What Led to Our Worst Pandemic Errors? In Many Cases, Faulty Economic Thinking.

Retrospectives on the U.S.’s COVID-19 failures are soon to be written. Misguided decisions and the individuals who made them will take center stage. A good analysis, though, might step back and ask: What fundamental errors of thinking lay behind the most egregious mistakes?
Looking back, it’s clear a lot of the worst public health decisions were themselves underpinned by faulty economic analysis, implicit or explicit. The most consequential were driven by failures to accurately define the reality that would exist in the absence of the policy, so miscalculating the balance of its costs (or risks) and benefits.
Our “original sin” was the lack of early diagnostic testing for COVID-19. The FDA’s Emergency Use Authorization rules delayed the approval of new tests here and the importing of tests from abroad. Why? Commissioner Stephen Hahn, then head of the FDA, claimed there was a trade-off between assessing test quality and timeliness.

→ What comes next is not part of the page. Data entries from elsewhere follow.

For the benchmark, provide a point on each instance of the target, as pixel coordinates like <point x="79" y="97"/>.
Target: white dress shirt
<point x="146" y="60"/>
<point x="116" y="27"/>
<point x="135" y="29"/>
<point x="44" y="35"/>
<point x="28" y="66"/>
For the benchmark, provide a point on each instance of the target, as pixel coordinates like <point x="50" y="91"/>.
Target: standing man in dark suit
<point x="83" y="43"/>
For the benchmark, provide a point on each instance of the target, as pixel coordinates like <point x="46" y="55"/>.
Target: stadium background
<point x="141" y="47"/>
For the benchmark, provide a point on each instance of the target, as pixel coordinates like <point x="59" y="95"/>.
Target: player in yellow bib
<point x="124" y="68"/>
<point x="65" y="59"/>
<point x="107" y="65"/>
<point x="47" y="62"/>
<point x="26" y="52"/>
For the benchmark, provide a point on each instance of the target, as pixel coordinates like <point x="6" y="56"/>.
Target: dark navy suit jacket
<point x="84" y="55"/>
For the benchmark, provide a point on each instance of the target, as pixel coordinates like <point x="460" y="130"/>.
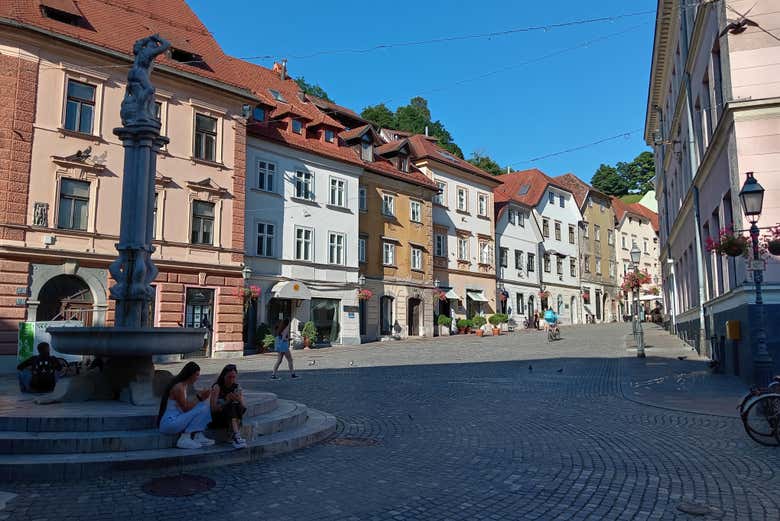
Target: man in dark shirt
<point x="38" y="374"/>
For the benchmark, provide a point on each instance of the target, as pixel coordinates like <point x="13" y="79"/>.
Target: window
<point x="440" y="197"/>
<point x="304" y="244"/>
<point x="415" y="210"/>
<point x="80" y="107"/>
<point x="265" y="175"/>
<point x="202" y="222"/>
<point x="362" y="248"/>
<point x="205" y="137"/>
<point x="440" y="245"/>
<point x="388" y="254"/>
<point x="388" y="205"/>
<point x="362" y="199"/>
<point x="265" y="239"/>
<point x="485" y="253"/>
<point x="338" y="190"/>
<point x="304" y="185"/>
<point x="336" y="246"/>
<point x="366" y="148"/>
<point x="463" y="205"/>
<point x="416" y="258"/>
<point x="74" y="202"/>
<point x="482" y="205"/>
<point x="463" y="249"/>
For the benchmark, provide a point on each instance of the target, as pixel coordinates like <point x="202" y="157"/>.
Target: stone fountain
<point x="127" y="349"/>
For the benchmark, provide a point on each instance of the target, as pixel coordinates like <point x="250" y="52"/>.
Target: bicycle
<point x="760" y="414"/>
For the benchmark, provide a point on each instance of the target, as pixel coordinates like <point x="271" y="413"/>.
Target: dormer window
<point x="366" y="148"/>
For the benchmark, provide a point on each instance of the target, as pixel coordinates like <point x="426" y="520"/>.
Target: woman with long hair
<point x="282" y="344"/>
<point x="189" y="418"/>
<point x="228" y="406"/>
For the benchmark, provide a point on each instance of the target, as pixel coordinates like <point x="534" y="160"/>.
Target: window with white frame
<point x="336" y="248"/>
<point x="463" y="248"/>
<point x="362" y="240"/>
<point x="482" y="205"/>
<point x="74" y="204"/>
<point x="388" y="205"/>
<point x="415" y="209"/>
<point x="463" y="201"/>
<point x="304" y="243"/>
<point x="304" y="185"/>
<point x="388" y="254"/>
<point x="265" y="239"/>
<point x="416" y="258"/>
<point x="338" y="192"/>
<point x="80" y="107"/>
<point x="202" y="222"/>
<point x="266" y="175"/>
<point x="362" y="199"/>
<point x="205" y="137"/>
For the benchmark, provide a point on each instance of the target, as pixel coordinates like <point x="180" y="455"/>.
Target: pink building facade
<point x="713" y="114"/>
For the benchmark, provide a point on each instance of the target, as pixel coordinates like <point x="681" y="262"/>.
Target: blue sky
<point x="514" y="111"/>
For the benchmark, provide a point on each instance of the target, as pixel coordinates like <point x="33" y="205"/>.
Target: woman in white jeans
<point x="178" y="415"/>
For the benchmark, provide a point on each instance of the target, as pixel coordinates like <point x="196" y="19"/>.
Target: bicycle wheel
<point x="762" y="418"/>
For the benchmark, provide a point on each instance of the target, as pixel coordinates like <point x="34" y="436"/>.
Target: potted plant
<point x="463" y="324"/>
<point x="309" y="334"/>
<point x="444" y="323"/>
<point x="478" y="321"/>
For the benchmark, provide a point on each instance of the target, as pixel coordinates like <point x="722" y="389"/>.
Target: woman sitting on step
<point x="228" y="406"/>
<point x="178" y="415"/>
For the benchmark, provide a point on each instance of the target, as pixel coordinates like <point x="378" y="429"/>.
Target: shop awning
<point x="451" y="295"/>
<point x="291" y="289"/>
<point x="476" y="296"/>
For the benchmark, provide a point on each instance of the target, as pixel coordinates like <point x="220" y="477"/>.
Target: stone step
<point x="286" y="415"/>
<point x="103" y="416"/>
<point x="59" y="467"/>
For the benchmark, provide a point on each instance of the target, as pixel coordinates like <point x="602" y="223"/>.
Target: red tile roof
<point x="115" y="25"/>
<point x="423" y="147"/>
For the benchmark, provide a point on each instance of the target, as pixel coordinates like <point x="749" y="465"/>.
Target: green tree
<point x="607" y="179"/>
<point x="486" y="163"/>
<point x="313" y="89"/>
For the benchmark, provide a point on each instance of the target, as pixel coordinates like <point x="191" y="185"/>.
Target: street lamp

In public health terms, though, having more tests sooner, even if some were less sensitive, was clearly preferable to having barely any tests at all. With a virus that spreads pre-symptomatically and asymptomatically, identifying the infected and their contacts was crucial. The risks associated with greenlighting less accurate tests relative to scarcely any tests were therefore tiny. The benefits of catching more of the infected through broader testing availability, especially when cases were growing exponentially, were large.